Governor Murphy’s Executive Orders Respond to Threats of Climate Change
“The State’s ability to reduce . . . climate change impacts will depend on the collective effort . . . of our political and community leaders, businesses, industries, and government entities.” reads Executive Order 100 of New Jersey Governor Phil Murphy.
In 2019 Governor Murphy signed Executive Order 89, which aims to mitigate the effects of climate change. In January he signed Executive Order 100, to mitigate its causes and curb greenhouse gas emissions.
Executive Order 89: Climate Change Resilience
This order, signed last October on the seventh anniversary of Superstorm Sandy, is designed to help New Jersey plan for the risks posed by flooding, sea-level rise, temperature rise, forest fires, and other climate catastrophes. The directive establishes a Chief Resilience Officer to develop and lead a Statewide Climate Change Resilience Strategy (SCCRS) and Interagency Council on Climate Resilience (ICCR).
NJDEP Assistant Commissioner David Rosenblatt was appointed as the Program’s Chief Resilience Officer. The SCCRS will play a role in determining grant funding, information, and other assistance available to state agencies, counties, and municipalities on efforts to protect against the effects of climate change – especially those affecting infrastructure, natural resources, and the economy. A section of the SCCRS called the Coastal Resilience Plan will emphasize these measures as they apply to sea level rise, flooding, and extreme weather in NJ coastal communities.
The ICCR comprising 16 state agencies will ensure that the SCCRS is coordinated with input from all factions of the New Jersey State government.
Executive Order 100: Protecting Against Climate Threats
While EO-89 seeks to shore up New Jersey’s communities against climate hazards, it does not address the causes of climate change. As such, EO-100 was designed to guide the reduction of New Jersey’s greenhouse gas emissions.
The order mandates the establishment of Protecting Against Climate Threats (PACT) regulations. They will be designed to monitor and report on greenhouse gas emissions, govern emission reduction, and tie climate considerations to a range of permits, including those for land-use, site remediation, and air and water quality.
Implications for Developers and Businesses
These new rules will apply to state-funded projects and private ventures such as new apartment complexes, schools near the shore, or energy plants that produce carbon emissions. Developers will have to adhere to stricter carbon emissions standards in order to obtain grants and building permits.

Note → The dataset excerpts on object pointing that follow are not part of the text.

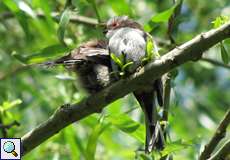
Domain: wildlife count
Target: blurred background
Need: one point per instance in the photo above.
(29, 33)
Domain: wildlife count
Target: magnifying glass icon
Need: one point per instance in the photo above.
(9, 147)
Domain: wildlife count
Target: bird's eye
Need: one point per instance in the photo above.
(114, 24)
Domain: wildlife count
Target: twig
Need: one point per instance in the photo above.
(222, 153)
(56, 17)
(166, 95)
(219, 134)
(14, 71)
(216, 63)
(66, 115)
(8, 126)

The state will work with industry and stakeholders to increase job training, education, and awareness about net zero-carbon technologies. They’ll work to connect people to mass transit and extend bike and scooter sharing to get cars off the road and reduce auto emissions.
The backdrop to these executive orders includes both the Murphy administration’s tendency toward environmental progress and New Jersey’s greater history of environmental legislation.

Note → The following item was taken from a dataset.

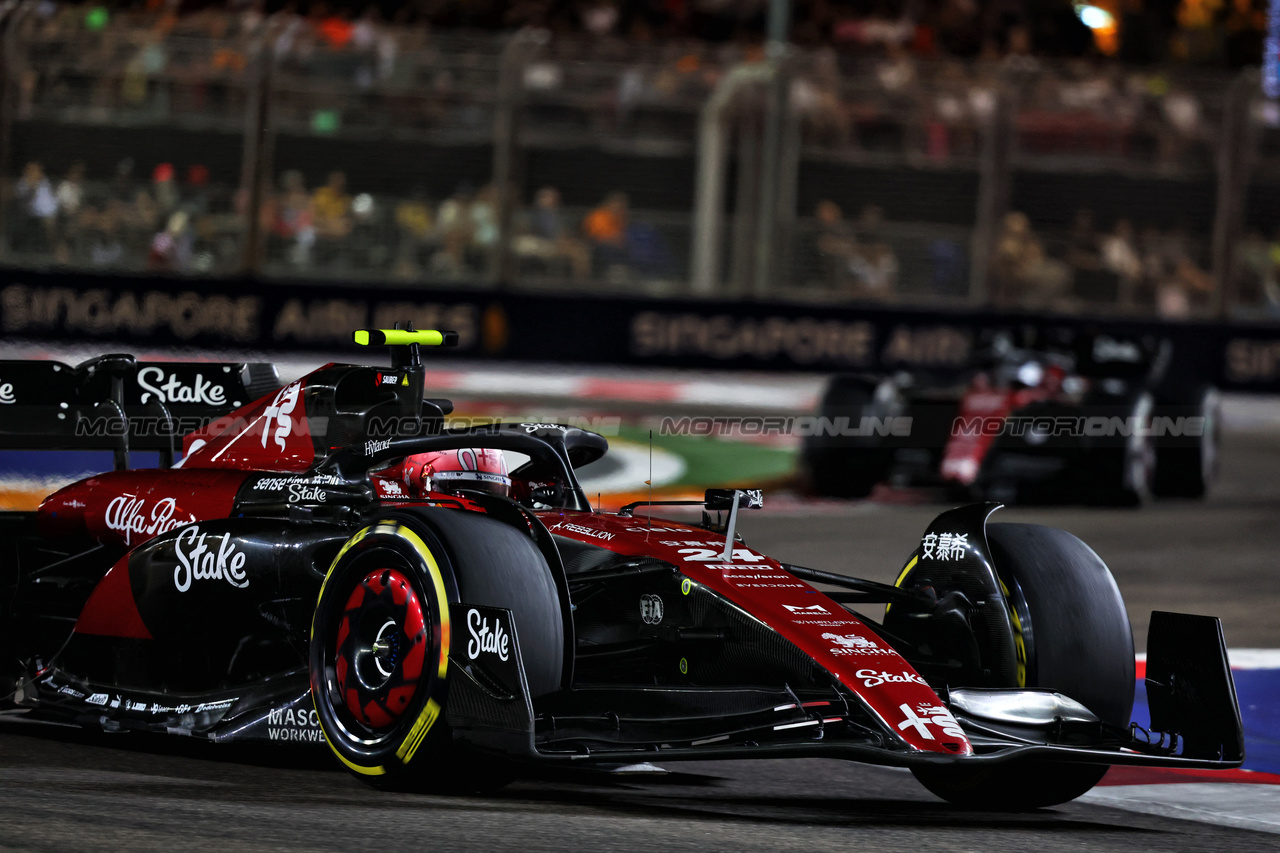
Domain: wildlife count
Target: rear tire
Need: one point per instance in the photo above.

In 1961, the Green Acres Program was started to protect the state’s natural resources and has since created hundreds of public parks and outdoor recreation spaces. Through the Blue Acres Program, the state buys properties along NJ waterways that are damaged, or at risk of damage, by flooding to protect land that is immediately inland of those properties. In 2007, the Global Warming Response Act set limits to reduce New Jersey’s greenhouse gasses to 1990 levels by 2020 and to be 80% below 2006 levels by 2050. New Jersey has exceeded its 2020 goal, according to NJDEP data.

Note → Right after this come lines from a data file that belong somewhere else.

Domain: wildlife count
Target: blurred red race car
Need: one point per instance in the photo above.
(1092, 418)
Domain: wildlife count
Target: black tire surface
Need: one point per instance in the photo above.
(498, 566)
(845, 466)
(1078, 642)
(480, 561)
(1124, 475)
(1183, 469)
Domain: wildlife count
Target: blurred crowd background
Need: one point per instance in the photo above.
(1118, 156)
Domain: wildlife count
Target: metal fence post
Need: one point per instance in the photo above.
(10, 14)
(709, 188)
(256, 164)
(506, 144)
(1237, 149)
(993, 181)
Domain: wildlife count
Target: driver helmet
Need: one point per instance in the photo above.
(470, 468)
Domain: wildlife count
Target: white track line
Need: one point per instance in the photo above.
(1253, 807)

In more current history, Governor Murphy’s Executive Order 8 commissioned the NJ Energy Master Plan to guide the state to zero emissions by 2050, a more ambitious goal than the one set by the Global Warming Response Act. Murphy also recently opposed the construction of a natural gas power plant in the Meadowlands, which would emit an estimated 3.5 million tons of CO2 per year.
The rationale for Executive Orders 89 & 100
New Jersey is already one of the most energy-efficient states per capita, yet with a large and dense population, it is the 16th-highest polluter of air emissions overall. As¬ a coastal state it is more vulnerable to extreme weather caused by climate change. A recent Rutgers University study predicts that New Jersey will see twice the global average of sea-level rise this century (1.1 ft by 2030, 2.1 ft by 2050, and 6.3 ft by 2100). NJ coastal homes and buildings at high risk of climate-related damage are valued at $60B. National damage from climate change could average in the hundreds of billions of dollars per year by the end of the century.
These Executive Orders are also intended to proactively benefit the state’s budget; citing studies that show that every $1 spent in protecting against climate hazards will save $6 spent reacting to hazards after the fact.
New Jersey’s goal to use 100% clean energy by 2050 is ambitious and will likely be debated and modified many times. It is important for us all to be knowledgeable about issues affecting our businesses and our lives as we push forward in making New Jersey a better and cleaner place to live and work.